Your output should look like this:

{
  "tasks": [
    {"id": "fetch-a", "name": "fetch-source-a", "workflow_id": "...", "state": 0},
    {"id": "fetch-b", "name": "fetch-source-b", "workflow_id": "...", "state": 0},
    {"id": "merge", "name": "merge-data", "workflow_id": "...", "depends_on": ["fetch-a", "fetch-b"], "run_if": "success", "state": 0},
    {"id": "report", "name": "generate-report", "workflow_id": "...", "depends_on": ["merge"], "run_if": "success", "state": 0},
    {"id": "alert", "name": "send-alert", "workflow_id": "...", "depends_on": ["merge"], "run_if": "failure", "state": 0}
  ]
}

Response fields:

FieldDescription
workflow_idAll tasks share the same auto-generated workflow ID, linking them as a single workflow. Use this to identify all tasks belonging to this workflow.
depends_onOmitted from the response for root tasks (field is absent when empty).
run_ifOmitted from the response when not explicitly set; defaults to success behavior at runtime.

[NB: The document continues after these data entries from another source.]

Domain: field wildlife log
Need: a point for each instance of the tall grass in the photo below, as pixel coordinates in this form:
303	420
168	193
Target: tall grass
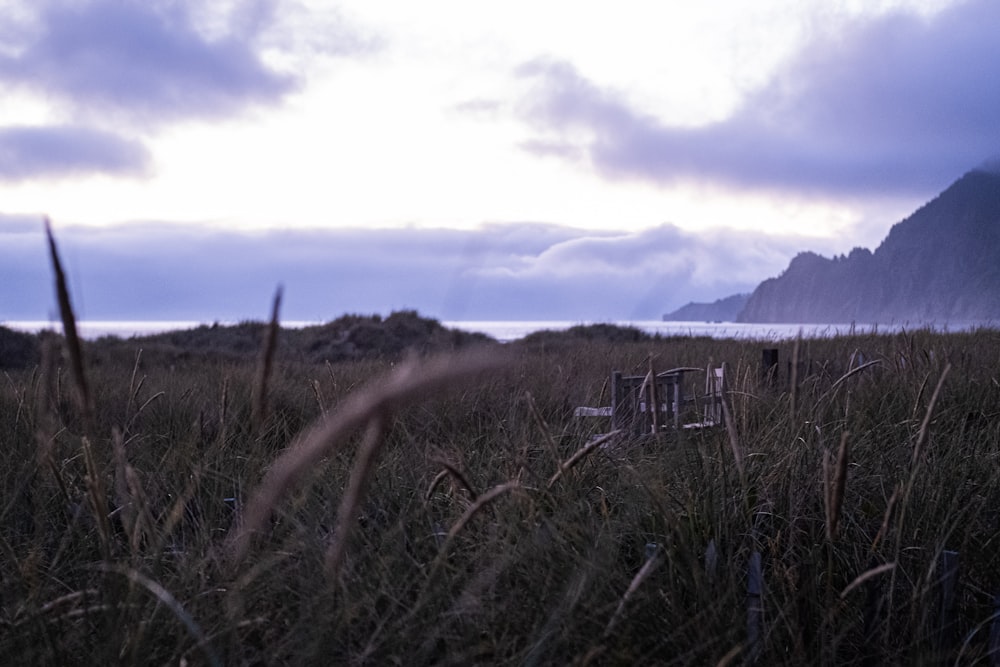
450	510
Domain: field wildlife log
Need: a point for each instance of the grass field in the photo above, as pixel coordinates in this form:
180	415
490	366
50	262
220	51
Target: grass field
384	491
197	509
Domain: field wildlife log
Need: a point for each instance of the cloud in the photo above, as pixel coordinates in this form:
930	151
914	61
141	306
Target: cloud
503	271
143	60
897	105
31	152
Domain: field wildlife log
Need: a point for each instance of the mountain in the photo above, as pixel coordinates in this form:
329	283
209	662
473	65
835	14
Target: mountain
939	265
722	310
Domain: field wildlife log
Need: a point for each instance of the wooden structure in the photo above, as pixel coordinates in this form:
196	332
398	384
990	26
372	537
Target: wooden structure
648	404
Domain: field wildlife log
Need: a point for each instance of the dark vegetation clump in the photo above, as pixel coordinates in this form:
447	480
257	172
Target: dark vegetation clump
609	333
347	338
444	509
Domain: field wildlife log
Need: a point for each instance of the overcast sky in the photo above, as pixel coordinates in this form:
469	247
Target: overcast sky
507	160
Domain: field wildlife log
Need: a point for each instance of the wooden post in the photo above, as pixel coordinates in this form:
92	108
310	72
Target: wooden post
712	562
755	607
948	586
872	616
769	366
617	409
994	650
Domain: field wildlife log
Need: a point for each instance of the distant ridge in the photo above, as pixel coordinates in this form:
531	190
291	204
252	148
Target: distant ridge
721	310
940	265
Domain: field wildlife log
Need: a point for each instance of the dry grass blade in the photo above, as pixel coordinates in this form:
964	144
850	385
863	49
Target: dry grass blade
835	490
793	378
130	496
459	476
474	508
410	383
637	580
266	363
734	440
69	329
164	596
581	454
348	510
925	424
865	576
98	499
543	426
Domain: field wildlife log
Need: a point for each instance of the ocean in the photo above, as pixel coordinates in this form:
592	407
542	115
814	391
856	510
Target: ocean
501	330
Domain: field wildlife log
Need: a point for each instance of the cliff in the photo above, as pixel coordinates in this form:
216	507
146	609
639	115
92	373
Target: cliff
722	310
941	264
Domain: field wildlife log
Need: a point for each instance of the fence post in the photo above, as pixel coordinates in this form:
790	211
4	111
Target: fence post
948	563
994	650
755	607
874	602
769	366
712	562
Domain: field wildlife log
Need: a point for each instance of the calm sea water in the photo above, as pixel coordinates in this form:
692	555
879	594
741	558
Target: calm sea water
502	330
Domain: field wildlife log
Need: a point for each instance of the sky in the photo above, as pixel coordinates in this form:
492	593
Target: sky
520	160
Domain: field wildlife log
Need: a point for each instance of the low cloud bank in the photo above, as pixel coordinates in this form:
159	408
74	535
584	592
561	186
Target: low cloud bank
147	271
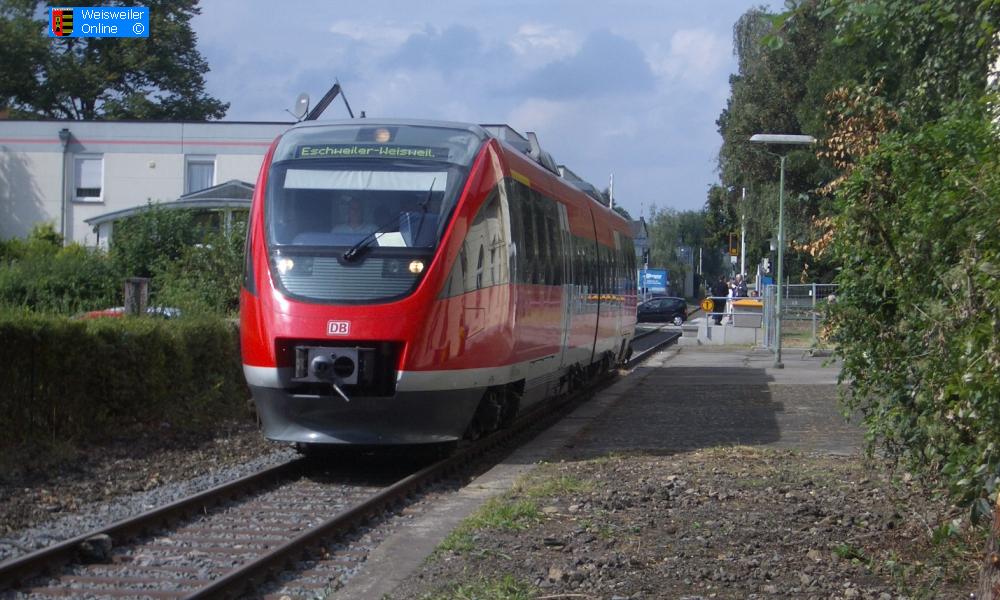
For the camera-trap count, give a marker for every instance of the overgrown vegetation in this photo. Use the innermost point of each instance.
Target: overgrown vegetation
(191, 268)
(84, 380)
(900, 203)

Task and Dependency Fields

FieldTypeDescription
idstringTask identifier. If omitted, auto-generated as a UUID. Specify explicitly when other tasks need to reference it in depends_on.
depends_onarray of stringTask IDs that must complete before this task starts
run_ifstringCondition for execution: success (default) or failure
workflow_idstring (auto)ID of the workflow this task belongs to

The depends_on field references task IDs that must complete before this task runs. The manager validates:

  • All referenced task IDs exist in the workflow
  • No circular dependencies exist (DAG validation)

WASM Module Deployment

Tasks execute independently on proplets—possibly on different nodes—so each task needs access to its WASM module. There are two ways to provide it:

  1. Upload directly: Use PUT /tasks/{id}/upload with a multipart form to upload a .wasm file. The module is stored with the task record.
  2. Reference via URL: Set image_url when creating the task to reference a shared WASM file from a URL (e.g., OCI registry, HTTP server). The proplet fetches the module when execution begins.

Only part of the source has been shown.